Se sintió repentinamente incómodo a causa de su recién encontrada independencia financiera-. Ya me iba. Seguramente estaré en el despacho a última hora de la tarde.

Vicary cortó la comunicación en el instante en que Kenton volvía a entrar en el salón.

– Bueno, creo que ya está todo. -Tendió a Vicary un gran sobre de color pardo-. Aquí dentro tienes todos los documentos, así como las llaves. He incluido el nombre y la dirección del jardinero. Le hará feliz servirte de conserje.

Se pusieron los abrigos, cerraron con llave la casita de campo y salieron. El coche de Vicary estaba en la entrada.

– ¿Te dejo en alguna parte, Edward?

Vicary se sintió aliviado cuando Kenton declinó la oferta.

– Hablé con Helen el otro día -comentó Kenton de pronto. Vicary pensó: «¡Oh, cielo santo!».

– Dice que te ve en Chelsea de vez en cuando.

Vicary se preguntó si Helen le habría contado a Kenton lo de aquella tarde de 1940, cuando se quedó contemplando como un colegial pánfilo el automóvil que pasaba y se alejaba. Mortificado, Vicary abrió la portezuela de su coche, al tiempo que tanteaba distraídamente en los bolsillos a la búsqueda de sus gafas de media luna.

– Me encargó que te saludara, así que lo hago. ¡Hola!

– Gracias -repuso Vicary, y subió al vehículo.

– También me dijo que le gustaría verte en algún momento. Pasar un rato contigo.

– Sería estupendo -mintió Vicary.

– Bien, maravilloso. Piensa ir a Londres la semana que viene. Le encantaría almorzar contigo.

Vicary notó que se le formaba un nudo en el estómago.

– A la una en el Connaught, dentro de ocho días -dijo Kenton-. Tengo que hablar con ella hoy, un poco más tarde. ¿Puedo decirle que estarás allí?

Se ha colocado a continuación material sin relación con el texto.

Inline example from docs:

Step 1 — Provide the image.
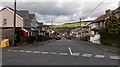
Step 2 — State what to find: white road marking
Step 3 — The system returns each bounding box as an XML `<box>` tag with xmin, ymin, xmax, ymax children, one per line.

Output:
<box><xmin>68</xmin><ymin>47</ymin><xmax>72</xmax><ymax>55</ymax></box>
<box><xmin>13</xmin><ymin>50</ymin><xmax>18</xmax><ymax>52</ymax></box>
<box><xmin>26</xmin><ymin>51</ymin><xmax>32</xmax><ymax>53</ymax></box>
<box><xmin>72</xmin><ymin>53</ymin><xmax>80</xmax><ymax>56</ymax></box>
<box><xmin>60</xmin><ymin>53</ymin><xmax>68</xmax><ymax>55</ymax></box>
<box><xmin>19</xmin><ymin>50</ymin><xmax>25</xmax><ymax>52</ymax></box>
<box><xmin>82</xmin><ymin>54</ymin><xmax>92</xmax><ymax>57</ymax></box>
<box><xmin>110</xmin><ymin>56</ymin><xmax>120</xmax><ymax>59</ymax></box>
<box><xmin>95</xmin><ymin>55</ymin><xmax>105</xmax><ymax>58</ymax></box>
<box><xmin>50</xmin><ymin>52</ymin><xmax>57</xmax><ymax>54</ymax></box>
<box><xmin>8</xmin><ymin>50</ymin><xmax>12</xmax><ymax>51</ymax></box>
<box><xmin>33</xmin><ymin>51</ymin><xmax>40</xmax><ymax>54</ymax></box>
<box><xmin>41</xmin><ymin>52</ymin><xmax>48</xmax><ymax>54</ymax></box>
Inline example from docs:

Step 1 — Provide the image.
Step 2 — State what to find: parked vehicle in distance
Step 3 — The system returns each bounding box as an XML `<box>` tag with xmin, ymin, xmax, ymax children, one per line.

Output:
<box><xmin>55</xmin><ymin>35</ymin><xmax>61</xmax><ymax>40</ymax></box>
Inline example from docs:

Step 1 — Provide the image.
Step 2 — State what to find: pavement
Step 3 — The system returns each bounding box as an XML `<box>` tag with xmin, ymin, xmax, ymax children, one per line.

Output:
<box><xmin>76</xmin><ymin>39</ymin><xmax>120</xmax><ymax>54</ymax></box>
<box><xmin>2</xmin><ymin>38</ymin><xmax>120</xmax><ymax>65</ymax></box>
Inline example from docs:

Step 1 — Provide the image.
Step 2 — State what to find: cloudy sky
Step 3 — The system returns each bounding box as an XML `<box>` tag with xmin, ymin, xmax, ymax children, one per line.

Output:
<box><xmin>0</xmin><ymin>0</ymin><xmax>119</xmax><ymax>25</ymax></box>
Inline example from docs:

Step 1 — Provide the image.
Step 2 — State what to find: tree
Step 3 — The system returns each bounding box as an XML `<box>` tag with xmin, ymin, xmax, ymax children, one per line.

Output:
<box><xmin>99</xmin><ymin>11</ymin><xmax>120</xmax><ymax>45</ymax></box>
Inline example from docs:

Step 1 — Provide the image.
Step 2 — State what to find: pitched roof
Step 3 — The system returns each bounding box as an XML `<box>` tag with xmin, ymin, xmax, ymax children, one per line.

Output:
<box><xmin>1</xmin><ymin>6</ymin><xmax>29</xmax><ymax>18</ymax></box>
<box><xmin>29</xmin><ymin>14</ymin><xmax>35</xmax><ymax>20</ymax></box>
<box><xmin>115</xmin><ymin>7</ymin><xmax>120</xmax><ymax>12</ymax></box>
<box><xmin>16</xmin><ymin>10</ymin><xmax>29</xmax><ymax>18</ymax></box>
<box><xmin>93</xmin><ymin>14</ymin><xmax>108</xmax><ymax>22</ymax></box>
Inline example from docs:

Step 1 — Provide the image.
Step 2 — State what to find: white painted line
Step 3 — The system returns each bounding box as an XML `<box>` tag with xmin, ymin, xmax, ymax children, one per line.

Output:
<box><xmin>19</xmin><ymin>50</ymin><xmax>25</xmax><ymax>52</ymax></box>
<box><xmin>95</xmin><ymin>55</ymin><xmax>105</xmax><ymax>58</ymax></box>
<box><xmin>82</xmin><ymin>54</ymin><xmax>92</xmax><ymax>57</ymax></box>
<box><xmin>41</xmin><ymin>52</ymin><xmax>48</xmax><ymax>54</ymax></box>
<box><xmin>8</xmin><ymin>50</ymin><xmax>12</xmax><ymax>51</ymax></box>
<box><xmin>50</xmin><ymin>52</ymin><xmax>57</xmax><ymax>54</ymax></box>
<box><xmin>110</xmin><ymin>56</ymin><xmax>120</xmax><ymax>60</ymax></box>
<box><xmin>60</xmin><ymin>53</ymin><xmax>68</xmax><ymax>55</ymax></box>
<box><xmin>33</xmin><ymin>51</ymin><xmax>40</xmax><ymax>54</ymax></box>
<box><xmin>68</xmin><ymin>47</ymin><xmax>72</xmax><ymax>55</ymax></box>
<box><xmin>13</xmin><ymin>50</ymin><xmax>18</xmax><ymax>52</ymax></box>
<box><xmin>26</xmin><ymin>51</ymin><xmax>32</xmax><ymax>53</ymax></box>
<box><xmin>72</xmin><ymin>53</ymin><xmax>80</xmax><ymax>56</ymax></box>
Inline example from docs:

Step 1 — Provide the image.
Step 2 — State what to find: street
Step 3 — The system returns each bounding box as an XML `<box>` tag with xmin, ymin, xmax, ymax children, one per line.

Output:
<box><xmin>2</xmin><ymin>37</ymin><xmax>119</xmax><ymax>65</ymax></box>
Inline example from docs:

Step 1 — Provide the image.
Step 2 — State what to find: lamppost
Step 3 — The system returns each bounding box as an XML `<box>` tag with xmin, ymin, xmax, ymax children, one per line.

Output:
<box><xmin>13</xmin><ymin>0</ymin><xmax>16</xmax><ymax>46</ymax></box>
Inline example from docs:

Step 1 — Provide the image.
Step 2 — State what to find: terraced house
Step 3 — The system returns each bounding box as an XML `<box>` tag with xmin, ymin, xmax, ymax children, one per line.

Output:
<box><xmin>0</xmin><ymin>6</ymin><xmax>31</xmax><ymax>45</ymax></box>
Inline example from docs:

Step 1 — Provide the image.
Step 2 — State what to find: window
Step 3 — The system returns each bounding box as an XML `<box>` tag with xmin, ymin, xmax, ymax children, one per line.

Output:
<box><xmin>3</xmin><ymin>19</ymin><xmax>7</xmax><ymax>26</ymax></box>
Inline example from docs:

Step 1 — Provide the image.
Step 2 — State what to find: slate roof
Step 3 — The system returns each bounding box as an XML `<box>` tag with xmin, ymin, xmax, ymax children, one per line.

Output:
<box><xmin>1</xmin><ymin>6</ymin><xmax>29</xmax><ymax>18</ymax></box>
<box><xmin>29</xmin><ymin>14</ymin><xmax>35</xmax><ymax>20</ymax></box>
<box><xmin>16</xmin><ymin>10</ymin><xmax>29</xmax><ymax>18</ymax></box>
<box><xmin>93</xmin><ymin>14</ymin><xmax>108</xmax><ymax>22</ymax></box>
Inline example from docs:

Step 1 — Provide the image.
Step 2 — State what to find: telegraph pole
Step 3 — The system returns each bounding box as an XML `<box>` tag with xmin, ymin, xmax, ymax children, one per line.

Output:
<box><xmin>13</xmin><ymin>0</ymin><xmax>16</xmax><ymax>46</ymax></box>
<box><xmin>51</xmin><ymin>19</ymin><xmax>53</xmax><ymax>25</ymax></box>
<box><xmin>80</xmin><ymin>18</ymin><xmax>82</xmax><ymax>39</ymax></box>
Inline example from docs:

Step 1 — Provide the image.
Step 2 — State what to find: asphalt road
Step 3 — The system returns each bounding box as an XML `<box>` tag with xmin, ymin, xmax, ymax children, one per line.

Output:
<box><xmin>2</xmin><ymin>38</ymin><xmax>119</xmax><ymax>65</ymax></box>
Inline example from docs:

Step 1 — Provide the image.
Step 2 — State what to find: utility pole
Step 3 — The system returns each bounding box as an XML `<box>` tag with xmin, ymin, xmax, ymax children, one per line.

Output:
<box><xmin>13</xmin><ymin>0</ymin><xmax>16</xmax><ymax>46</ymax></box>
<box><xmin>51</xmin><ymin>19</ymin><xmax>53</xmax><ymax>25</ymax></box>
<box><xmin>80</xmin><ymin>18</ymin><xmax>82</xmax><ymax>39</ymax></box>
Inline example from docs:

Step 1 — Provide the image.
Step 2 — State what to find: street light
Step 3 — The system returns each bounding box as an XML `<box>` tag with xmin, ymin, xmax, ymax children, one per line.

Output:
<box><xmin>13</xmin><ymin>0</ymin><xmax>16</xmax><ymax>46</ymax></box>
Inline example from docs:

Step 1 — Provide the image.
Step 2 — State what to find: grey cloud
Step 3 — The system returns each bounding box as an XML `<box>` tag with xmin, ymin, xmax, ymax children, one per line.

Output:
<box><xmin>5</xmin><ymin>2</ymin><xmax>117</xmax><ymax>24</ymax></box>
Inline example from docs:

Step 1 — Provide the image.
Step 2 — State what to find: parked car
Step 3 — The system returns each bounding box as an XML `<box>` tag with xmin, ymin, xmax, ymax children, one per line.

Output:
<box><xmin>65</xmin><ymin>36</ymin><xmax>71</xmax><ymax>39</ymax></box>
<box><xmin>55</xmin><ymin>35</ymin><xmax>61</xmax><ymax>40</ymax></box>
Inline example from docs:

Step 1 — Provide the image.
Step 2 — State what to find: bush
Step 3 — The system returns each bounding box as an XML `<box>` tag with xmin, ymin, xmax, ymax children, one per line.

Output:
<box><xmin>99</xmin><ymin>12</ymin><xmax>120</xmax><ymax>46</ymax></box>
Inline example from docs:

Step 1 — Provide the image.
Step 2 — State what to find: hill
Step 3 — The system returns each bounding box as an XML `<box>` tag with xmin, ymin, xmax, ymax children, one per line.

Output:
<box><xmin>50</xmin><ymin>22</ymin><xmax>86</xmax><ymax>31</ymax></box>
<box><xmin>51</xmin><ymin>22</ymin><xmax>86</xmax><ymax>28</ymax></box>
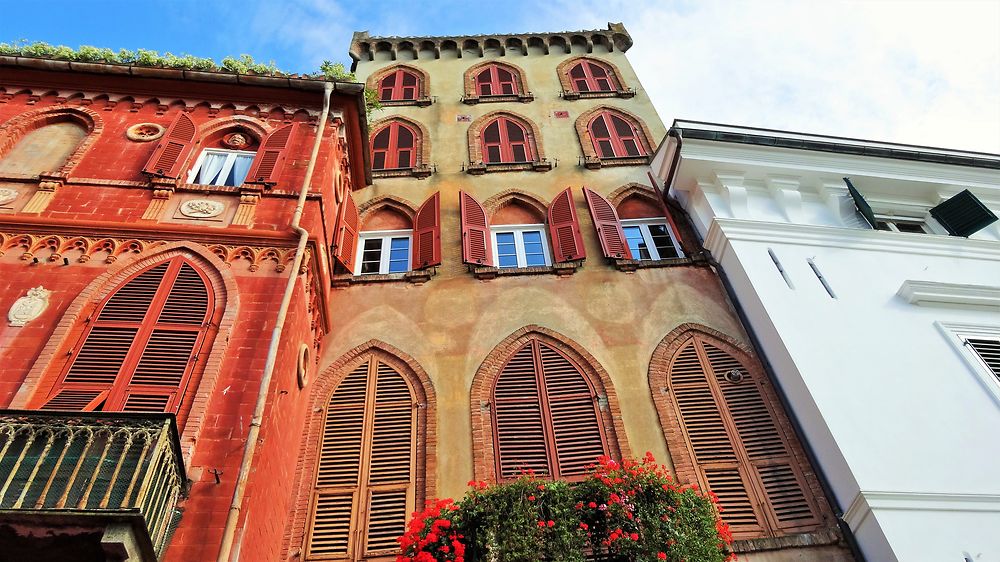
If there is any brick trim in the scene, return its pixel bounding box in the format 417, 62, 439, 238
282, 340, 437, 560
648, 323, 836, 536
464, 60, 529, 98
368, 115, 431, 172
576, 105, 656, 162
483, 188, 549, 223
556, 57, 627, 93
468, 110, 545, 163
470, 325, 631, 482
10, 242, 239, 464
365, 64, 431, 101
358, 194, 417, 231
0, 107, 104, 177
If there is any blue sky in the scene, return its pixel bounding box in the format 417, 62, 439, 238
0, 0, 1000, 153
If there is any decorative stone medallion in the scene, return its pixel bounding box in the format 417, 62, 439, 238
222, 133, 250, 150
0, 187, 21, 205
180, 199, 226, 219
7, 285, 52, 327
125, 123, 166, 142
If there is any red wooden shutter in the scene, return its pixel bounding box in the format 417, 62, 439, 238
142, 112, 198, 178
42, 257, 214, 412
333, 193, 361, 273
410, 192, 441, 269
459, 191, 494, 266
548, 187, 587, 263
493, 340, 608, 478
244, 123, 298, 185
583, 187, 632, 259
670, 337, 819, 538
538, 343, 608, 478
306, 357, 417, 560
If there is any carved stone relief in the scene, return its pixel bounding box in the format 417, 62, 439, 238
7, 285, 52, 327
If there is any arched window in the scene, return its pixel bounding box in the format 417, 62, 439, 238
587, 111, 646, 158
372, 121, 419, 170
493, 338, 609, 479
475, 64, 521, 96
569, 60, 618, 92
378, 68, 420, 101
306, 353, 423, 560
653, 333, 819, 538
0, 121, 87, 175
479, 116, 535, 164
41, 256, 216, 412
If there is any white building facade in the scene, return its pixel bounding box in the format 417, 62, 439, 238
652, 121, 1000, 562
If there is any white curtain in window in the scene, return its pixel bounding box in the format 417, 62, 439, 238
194, 151, 229, 185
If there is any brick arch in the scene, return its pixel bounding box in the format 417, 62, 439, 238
368, 115, 431, 168
463, 60, 528, 98
0, 106, 104, 176
576, 105, 656, 160
358, 194, 417, 225
470, 325, 631, 481
282, 339, 437, 559
468, 110, 545, 162
483, 189, 549, 222
365, 64, 431, 103
10, 238, 239, 463
648, 323, 832, 538
556, 57, 627, 93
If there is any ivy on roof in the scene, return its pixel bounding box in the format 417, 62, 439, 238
0, 40, 382, 113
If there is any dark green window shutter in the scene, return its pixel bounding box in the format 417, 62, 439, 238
844, 178, 878, 230
931, 189, 997, 237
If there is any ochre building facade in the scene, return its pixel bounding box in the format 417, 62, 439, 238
0, 24, 851, 561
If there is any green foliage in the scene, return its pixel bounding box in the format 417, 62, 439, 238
0, 39, 382, 120
397, 453, 735, 562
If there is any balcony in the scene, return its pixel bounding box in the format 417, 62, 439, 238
0, 410, 186, 562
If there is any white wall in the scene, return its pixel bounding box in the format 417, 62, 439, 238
654, 136, 1000, 561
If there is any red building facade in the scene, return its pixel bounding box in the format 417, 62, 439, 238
0, 57, 367, 561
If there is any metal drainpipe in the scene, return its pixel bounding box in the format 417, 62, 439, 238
663, 127, 866, 562
217, 82, 334, 562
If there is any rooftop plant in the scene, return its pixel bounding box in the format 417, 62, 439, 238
397, 453, 736, 562
0, 40, 382, 112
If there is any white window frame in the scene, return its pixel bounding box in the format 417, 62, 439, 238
490, 224, 552, 269
354, 229, 413, 276
619, 218, 684, 261
934, 321, 1000, 406
187, 148, 257, 187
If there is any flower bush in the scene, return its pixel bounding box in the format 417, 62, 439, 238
397, 453, 736, 562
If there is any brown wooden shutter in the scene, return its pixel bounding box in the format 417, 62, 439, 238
538, 343, 608, 478
583, 187, 632, 259
411, 192, 441, 269
493, 339, 608, 478
493, 342, 552, 478
458, 191, 494, 266
41, 257, 214, 412
306, 356, 417, 560
669, 336, 819, 538
142, 112, 198, 179
245, 123, 298, 185
548, 187, 587, 263
333, 193, 361, 273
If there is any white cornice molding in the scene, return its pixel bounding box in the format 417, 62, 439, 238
896, 279, 1000, 312
844, 490, 1000, 531
705, 217, 1000, 262
681, 139, 1000, 190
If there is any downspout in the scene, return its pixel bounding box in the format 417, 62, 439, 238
217, 82, 334, 562
663, 127, 866, 562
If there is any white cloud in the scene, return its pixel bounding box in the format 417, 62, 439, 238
539, 0, 1000, 153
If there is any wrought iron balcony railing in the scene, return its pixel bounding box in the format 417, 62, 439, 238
0, 410, 186, 557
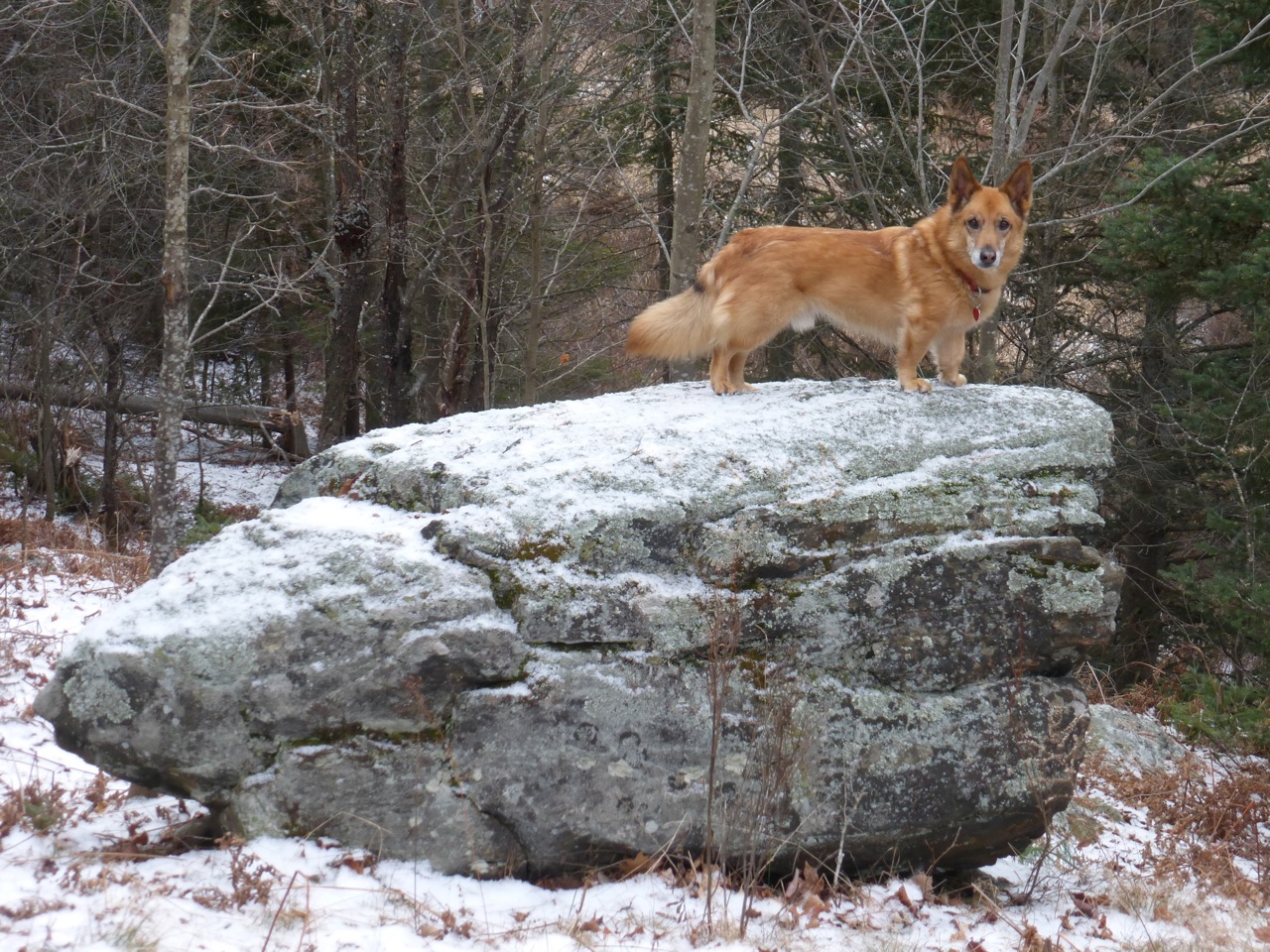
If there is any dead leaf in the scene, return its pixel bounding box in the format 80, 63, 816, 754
1070, 892, 1098, 919
617, 852, 657, 880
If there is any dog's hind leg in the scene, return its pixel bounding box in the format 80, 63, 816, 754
710, 346, 753, 394
727, 350, 758, 394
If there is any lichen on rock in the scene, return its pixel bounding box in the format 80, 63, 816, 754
38, 381, 1120, 875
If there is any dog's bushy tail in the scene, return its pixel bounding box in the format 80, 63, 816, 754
626, 263, 718, 361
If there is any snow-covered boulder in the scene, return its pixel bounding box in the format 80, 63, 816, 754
37, 381, 1120, 875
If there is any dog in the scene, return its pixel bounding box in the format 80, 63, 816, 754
626, 156, 1033, 394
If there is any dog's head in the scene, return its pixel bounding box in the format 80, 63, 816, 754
949, 156, 1033, 274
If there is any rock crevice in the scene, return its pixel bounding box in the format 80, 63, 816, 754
37, 381, 1120, 875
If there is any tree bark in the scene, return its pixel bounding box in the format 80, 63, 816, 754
318, 0, 371, 449
667, 0, 715, 380
150, 0, 191, 576
380, 2, 414, 426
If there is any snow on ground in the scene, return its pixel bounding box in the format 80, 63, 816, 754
0, 446, 1270, 952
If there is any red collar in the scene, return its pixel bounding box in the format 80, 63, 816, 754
957, 269, 984, 322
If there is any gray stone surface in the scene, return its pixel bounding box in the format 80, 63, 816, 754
37, 381, 1120, 875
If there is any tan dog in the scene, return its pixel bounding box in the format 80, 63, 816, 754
626, 158, 1033, 394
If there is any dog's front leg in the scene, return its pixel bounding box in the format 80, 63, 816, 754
935, 331, 965, 387
895, 318, 935, 394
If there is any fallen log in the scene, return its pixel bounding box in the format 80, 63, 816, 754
0, 381, 310, 458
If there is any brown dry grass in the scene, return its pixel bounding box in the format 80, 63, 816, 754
0, 516, 150, 591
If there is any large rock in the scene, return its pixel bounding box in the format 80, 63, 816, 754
37, 381, 1120, 875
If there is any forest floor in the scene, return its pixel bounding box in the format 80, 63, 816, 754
0, 444, 1270, 952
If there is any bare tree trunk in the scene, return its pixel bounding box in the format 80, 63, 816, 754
521, 37, 550, 407
667, 0, 715, 380
380, 2, 413, 426
150, 0, 190, 576
318, 0, 371, 449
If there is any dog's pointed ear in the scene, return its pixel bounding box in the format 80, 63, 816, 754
1001, 159, 1031, 218
949, 155, 981, 212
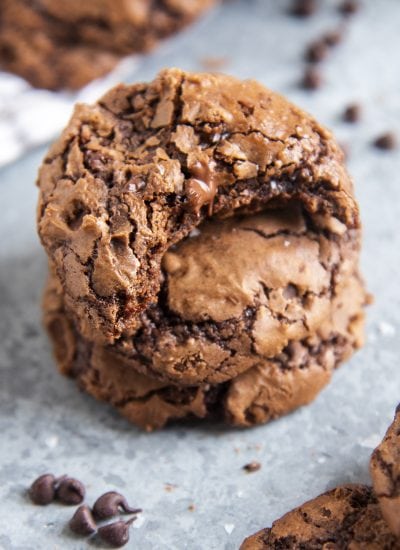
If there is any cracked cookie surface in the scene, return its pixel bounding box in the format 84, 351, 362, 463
44, 258, 364, 430
240, 485, 400, 550
370, 404, 400, 537
0, 0, 214, 90
38, 69, 359, 348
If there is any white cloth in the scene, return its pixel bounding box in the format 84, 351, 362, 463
0, 56, 137, 166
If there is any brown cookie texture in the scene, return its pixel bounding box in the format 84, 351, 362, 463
0, 0, 215, 90
370, 405, 400, 537
240, 485, 400, 550
107, 203, 364, 385
44, 266, 363, 431
38, 69, 359, 348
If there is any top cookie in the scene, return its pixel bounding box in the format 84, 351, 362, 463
370, 404, 400, 537
38, 69, 359, 342
0, 0, 215, 89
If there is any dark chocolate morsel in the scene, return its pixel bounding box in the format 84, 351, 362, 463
56, 477, 86, 504
29, 474, 56, 505
290, 0, 317, 17
93, 491, 142, 519
69, 504, 97, 536
97, 518, 136, 548
339, 0, 360, 15
322, 29, 343, 48
301, 67, 322, 90
374, 132, 397, 151
305, 40, 329, 63
243, 460, 261, 474
343, 103, 361, 122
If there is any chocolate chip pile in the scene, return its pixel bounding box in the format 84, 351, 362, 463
29, 474, 142, 548
289, 0, 398, 157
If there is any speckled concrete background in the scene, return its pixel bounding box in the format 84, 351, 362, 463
0, 0, 400, 550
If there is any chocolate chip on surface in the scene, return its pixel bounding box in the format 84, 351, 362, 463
243, 460, 261, 474
97, 518, 136, 548
69, 504, 97, 536
29, 474, 56, 505
56, 477, 86, 504
374, 132, 397, 151
339, 0, 360, 15
301, 67, 322, 90
305, 40, 329, 63
93, 491, 142, 519
322, 30, 343, 48
343, 103, 361, 122
290, 0, 317, 17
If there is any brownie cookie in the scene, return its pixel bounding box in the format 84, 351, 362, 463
370, 405, 400, 537
38, 69, 360, 350
44, 256, 364, 430
0, 0, 215, 90
241, 485, 400, 550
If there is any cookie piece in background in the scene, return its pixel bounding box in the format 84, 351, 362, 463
370, 405, 400, 537
240, 485, 400, 550
0, 0, 215, 90
38, 69, 360, 342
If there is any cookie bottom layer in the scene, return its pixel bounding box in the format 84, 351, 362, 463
44, 270, 363, 431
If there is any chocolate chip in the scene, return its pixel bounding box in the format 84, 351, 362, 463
374, 132, 397, 151
339, 143, 350, 160
339, 0, 360, 16
305, 40, 329, 63
290, 0, 317, 17
56, 477, 86, 504
69, 504, 97, 536
301, 67, 322, 90
243, 460, 261, 474
322, 30, 343, 48
29, 474, 56, 505
343, 103, 361, 122
97, 518, 136, 548
93, 491, 142, 519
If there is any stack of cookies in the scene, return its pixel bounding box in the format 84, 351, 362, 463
38, 69, 366, 430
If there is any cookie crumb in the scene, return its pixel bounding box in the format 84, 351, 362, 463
373, 132, 397, 151
301, 67, 322, 90
243, 460, 261, 474
289, 0, 317, 17
343, 103, 361, 123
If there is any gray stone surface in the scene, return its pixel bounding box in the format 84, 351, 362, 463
0, 0, 400, 550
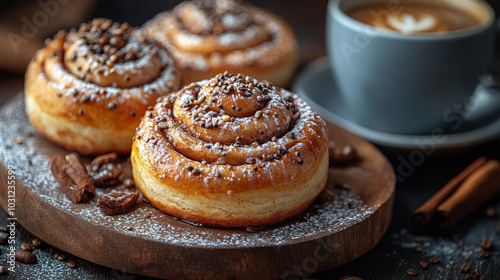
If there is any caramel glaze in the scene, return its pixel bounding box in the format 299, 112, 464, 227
25, 19, 181, 153
131, 72, 328, 227
144, 0, 298, 86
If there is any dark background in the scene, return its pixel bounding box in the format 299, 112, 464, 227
0, 0, 500, 280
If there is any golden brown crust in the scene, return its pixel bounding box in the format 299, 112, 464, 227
25, 19, 181, 154
131, 73, 328, 227
144, 0, 298, 86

La parte posterior del Rover estaba fría como el refrigerador de la carne. Arrellanado en el amplio asiento posterior tapizado de cuero, con las piernas abrigadas por una manta de viaje, Vicary contemplaba a través de la ventanilla el veloz deslizamiento de la campiña de Gloucestershire. Un zorro de pelaje rojizo atravesó la carretera y volvió a zambullirse entre los setos. Un soñoliento y bien cebado faisán picoteaba los rastrojos de un maizal nevado, erizado el plumaje para protegerse mejor del frío. Las peladas ramas de los árboles parecían querer arañar la pureza clara del cielo. Se abrió ante ellos un pequeño valle. Los campos de cultivo se extendían como una arrugada colcha de retales tendida hasta el horizonte. El sol se hundía en un cielo salpicado por pinceladas a la acuarela de púrpura y naranja.

Vicary estaba indignado con Helen. Su mitad rencorosa deseaba creer que, de una forma o de otra, la tarea que desempeñaba en la Inteligencia británica le hacía más interesante a los ojos de la mujer. Su mitad racional le decía que Helen y él se las arreglaron para separarse amistosamente y que un tranquilo almuerzo era posible que resultara muy agradable. Al menos, le permitiría evadirse de la presión del caso. Pensó: «¿Qué es lo que temes? Que recuerdes, durante los dos años en que formó parte de tu vida fuiste verdaderamente feliz, ¿no?».